You are evaluating production scheduling software. Should the ability to automatically consider tooling be a requirement? If so, how?
The need for your production scheduling software to consider tooling constraints is very much dependent upon your type of business. Some businesses don’t need tooling to be considered at all. In other businesses, the way in which tooling should be handled by the production scheduling software is very much a function of the type of business. Some different types of tooling that might be used by different kinds of businesses are described below:
1. Consumable tooling – an example might be a cutting tool. These types of tooling wear down as they are used. Eventually, the useful life of the tooling is exceeded, and it is discarded. Consumable tooling is usually fairly inexpensive.
2. Fixed Tooling – examples might be injection molds in the plastics industry or progressive dies in the stamping industry. Usually this tooling is quite expensive. In some cases, fixed tooling can produce more than one part simultaneously. The simultaneously made parts may be the same or different part numbers. In other cases, fixed tooling can produce different part numbers only after tooling components are changed out. Sometimes fixed tooling can only run in a subset of available machines (e.g. a mold may run in an injection machine of 50 tons, but not an injection machine of 25 tons).
3. Tooling components – per number 2 above, changing tooling components in mold or a die can result in the mold or die producing different part numbers.
Fixtures – fixtures are similar to fixed tooling in that they can be quite expensive.
4. Fixtures – differ from fixed tooling in that fixed tooling is typically used at one operation. However, a part can be attached to a fixture and travel with it through multiple operations.
What kind of features should your production scheduling software have to handle the types of tooling discussed above?
1. Consumable tooling – Must handle the gradual consumption of the useful life of the tool. Often modeled as inventory. Each individual tool is modeled as an inventory location. The life of the tool is the quantity of inventory available in the location. The quantity required on the operation’s bill of material is the life of the tool required at that particular operation.
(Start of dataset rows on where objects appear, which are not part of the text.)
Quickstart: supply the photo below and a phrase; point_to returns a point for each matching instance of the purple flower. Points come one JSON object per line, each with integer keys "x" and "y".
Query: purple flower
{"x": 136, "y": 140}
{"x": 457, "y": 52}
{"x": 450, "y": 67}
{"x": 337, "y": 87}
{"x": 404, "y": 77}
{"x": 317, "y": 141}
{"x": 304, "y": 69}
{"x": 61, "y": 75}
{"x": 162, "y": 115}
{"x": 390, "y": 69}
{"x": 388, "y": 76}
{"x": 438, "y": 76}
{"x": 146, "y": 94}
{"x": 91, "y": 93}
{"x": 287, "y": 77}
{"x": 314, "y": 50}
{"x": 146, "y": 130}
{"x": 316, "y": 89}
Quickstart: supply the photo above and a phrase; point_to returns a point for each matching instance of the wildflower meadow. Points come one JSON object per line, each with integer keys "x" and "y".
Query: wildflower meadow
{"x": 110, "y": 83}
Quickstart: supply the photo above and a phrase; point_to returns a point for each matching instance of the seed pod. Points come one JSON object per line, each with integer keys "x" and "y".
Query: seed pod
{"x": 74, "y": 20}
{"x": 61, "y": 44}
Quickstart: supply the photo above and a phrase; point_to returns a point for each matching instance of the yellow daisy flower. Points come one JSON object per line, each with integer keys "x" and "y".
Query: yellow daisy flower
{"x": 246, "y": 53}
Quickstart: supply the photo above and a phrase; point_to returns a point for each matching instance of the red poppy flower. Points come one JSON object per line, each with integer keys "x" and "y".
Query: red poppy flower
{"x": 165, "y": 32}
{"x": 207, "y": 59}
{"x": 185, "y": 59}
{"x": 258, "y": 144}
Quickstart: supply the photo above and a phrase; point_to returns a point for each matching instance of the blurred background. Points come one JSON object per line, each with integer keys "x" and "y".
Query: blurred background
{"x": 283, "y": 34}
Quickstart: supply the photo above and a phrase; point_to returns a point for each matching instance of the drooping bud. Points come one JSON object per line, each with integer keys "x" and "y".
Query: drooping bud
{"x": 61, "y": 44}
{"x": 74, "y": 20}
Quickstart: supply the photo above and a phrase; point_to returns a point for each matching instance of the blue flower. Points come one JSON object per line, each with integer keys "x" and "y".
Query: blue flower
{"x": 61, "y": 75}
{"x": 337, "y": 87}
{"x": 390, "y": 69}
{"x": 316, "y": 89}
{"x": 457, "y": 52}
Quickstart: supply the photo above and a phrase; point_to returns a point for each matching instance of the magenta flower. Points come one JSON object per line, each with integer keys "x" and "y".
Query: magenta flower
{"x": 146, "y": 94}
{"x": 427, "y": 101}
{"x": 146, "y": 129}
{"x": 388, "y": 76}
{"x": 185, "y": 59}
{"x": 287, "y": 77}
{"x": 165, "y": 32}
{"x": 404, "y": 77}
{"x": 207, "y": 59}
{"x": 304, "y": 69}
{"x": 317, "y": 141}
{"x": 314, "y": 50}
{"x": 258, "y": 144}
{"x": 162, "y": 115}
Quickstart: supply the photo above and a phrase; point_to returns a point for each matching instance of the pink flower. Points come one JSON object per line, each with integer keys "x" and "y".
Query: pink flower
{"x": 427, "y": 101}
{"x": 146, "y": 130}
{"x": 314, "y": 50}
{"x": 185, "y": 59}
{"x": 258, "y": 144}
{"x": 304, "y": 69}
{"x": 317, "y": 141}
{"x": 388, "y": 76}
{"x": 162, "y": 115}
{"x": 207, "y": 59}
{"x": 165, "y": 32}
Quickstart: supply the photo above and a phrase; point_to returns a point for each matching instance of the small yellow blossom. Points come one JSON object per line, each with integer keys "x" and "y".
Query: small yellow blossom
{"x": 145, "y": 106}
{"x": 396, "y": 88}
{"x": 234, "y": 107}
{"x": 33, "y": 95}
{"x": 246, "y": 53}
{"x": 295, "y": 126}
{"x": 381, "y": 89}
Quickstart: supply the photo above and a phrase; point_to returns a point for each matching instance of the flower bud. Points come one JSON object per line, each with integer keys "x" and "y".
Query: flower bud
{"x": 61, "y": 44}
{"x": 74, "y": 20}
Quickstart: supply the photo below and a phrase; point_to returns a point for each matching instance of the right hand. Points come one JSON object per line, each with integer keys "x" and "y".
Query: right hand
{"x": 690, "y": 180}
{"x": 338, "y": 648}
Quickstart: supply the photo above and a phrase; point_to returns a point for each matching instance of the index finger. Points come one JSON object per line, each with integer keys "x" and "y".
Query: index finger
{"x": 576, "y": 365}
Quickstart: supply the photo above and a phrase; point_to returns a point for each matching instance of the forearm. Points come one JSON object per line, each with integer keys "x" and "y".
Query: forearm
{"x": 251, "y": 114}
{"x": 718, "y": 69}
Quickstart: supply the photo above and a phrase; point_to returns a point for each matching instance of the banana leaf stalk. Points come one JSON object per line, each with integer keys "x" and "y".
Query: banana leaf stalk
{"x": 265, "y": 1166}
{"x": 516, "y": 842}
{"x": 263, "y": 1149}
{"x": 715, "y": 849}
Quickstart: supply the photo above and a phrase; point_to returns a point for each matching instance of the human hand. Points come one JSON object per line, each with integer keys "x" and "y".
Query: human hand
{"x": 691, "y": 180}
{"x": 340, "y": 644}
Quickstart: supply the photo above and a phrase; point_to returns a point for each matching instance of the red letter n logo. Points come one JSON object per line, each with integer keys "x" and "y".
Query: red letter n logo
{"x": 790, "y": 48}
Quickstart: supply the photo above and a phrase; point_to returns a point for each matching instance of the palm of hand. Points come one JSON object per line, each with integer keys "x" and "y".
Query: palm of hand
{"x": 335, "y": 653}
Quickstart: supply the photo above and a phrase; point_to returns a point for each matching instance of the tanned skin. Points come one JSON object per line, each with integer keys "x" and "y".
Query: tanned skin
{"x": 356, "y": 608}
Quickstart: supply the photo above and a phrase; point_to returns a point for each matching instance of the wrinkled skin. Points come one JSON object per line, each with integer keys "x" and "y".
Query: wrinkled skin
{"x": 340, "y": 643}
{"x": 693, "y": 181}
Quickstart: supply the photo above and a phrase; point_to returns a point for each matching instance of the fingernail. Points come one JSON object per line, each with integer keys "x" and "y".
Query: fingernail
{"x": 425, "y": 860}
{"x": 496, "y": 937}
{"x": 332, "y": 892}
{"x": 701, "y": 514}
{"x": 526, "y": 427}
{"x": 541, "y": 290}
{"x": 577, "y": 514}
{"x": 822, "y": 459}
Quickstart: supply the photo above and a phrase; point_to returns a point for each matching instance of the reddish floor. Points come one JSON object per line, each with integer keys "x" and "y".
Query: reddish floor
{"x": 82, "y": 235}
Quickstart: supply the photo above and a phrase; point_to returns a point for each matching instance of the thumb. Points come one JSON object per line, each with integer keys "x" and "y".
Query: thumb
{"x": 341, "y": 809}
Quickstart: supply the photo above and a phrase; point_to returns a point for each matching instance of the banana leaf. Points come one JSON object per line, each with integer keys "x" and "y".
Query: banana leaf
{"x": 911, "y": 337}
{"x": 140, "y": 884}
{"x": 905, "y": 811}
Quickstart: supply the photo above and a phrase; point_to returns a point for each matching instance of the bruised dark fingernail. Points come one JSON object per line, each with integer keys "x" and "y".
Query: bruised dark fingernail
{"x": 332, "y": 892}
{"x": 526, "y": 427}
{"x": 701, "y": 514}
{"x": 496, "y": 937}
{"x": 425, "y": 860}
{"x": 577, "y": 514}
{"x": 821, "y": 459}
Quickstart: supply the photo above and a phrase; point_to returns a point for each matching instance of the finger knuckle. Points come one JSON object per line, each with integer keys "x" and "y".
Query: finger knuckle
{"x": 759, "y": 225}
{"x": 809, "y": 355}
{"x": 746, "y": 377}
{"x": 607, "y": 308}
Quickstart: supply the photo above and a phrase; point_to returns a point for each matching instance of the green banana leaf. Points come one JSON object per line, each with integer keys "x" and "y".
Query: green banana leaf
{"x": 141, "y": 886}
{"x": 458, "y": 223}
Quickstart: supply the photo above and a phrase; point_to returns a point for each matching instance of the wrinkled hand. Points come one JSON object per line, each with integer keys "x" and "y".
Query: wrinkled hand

2. Fixed Tooling – Should allow more than one but less than an infinite number of parts to be scheduled from the tool simultaneously. Must allow only certain part numbers with certain characteristics to be scheduled simultaneously in the tool. Should conditionally pick tools and machines so that feasible solutions are chosen – e.g. a mold requiring 25 tons of pressure can run in either 25 or 50 ton machines, but a mold requiring 50 tons of pressure can only run in 50 ton machines.
3. Tooling components – Must be modeled concurrently with the main tool (mold or die). The software needs to schedule so feasible combinations of main tools, components, and machines are chosen.
4. Fixtures – The software needs to schedule so that if a fixture is used over multiple operations, the fixture must always be tied up, even for the time the associated part is waiting in queue.
Make sure that the production scheduling software you chose has the necessary features to model the types of tooling that are important in your business.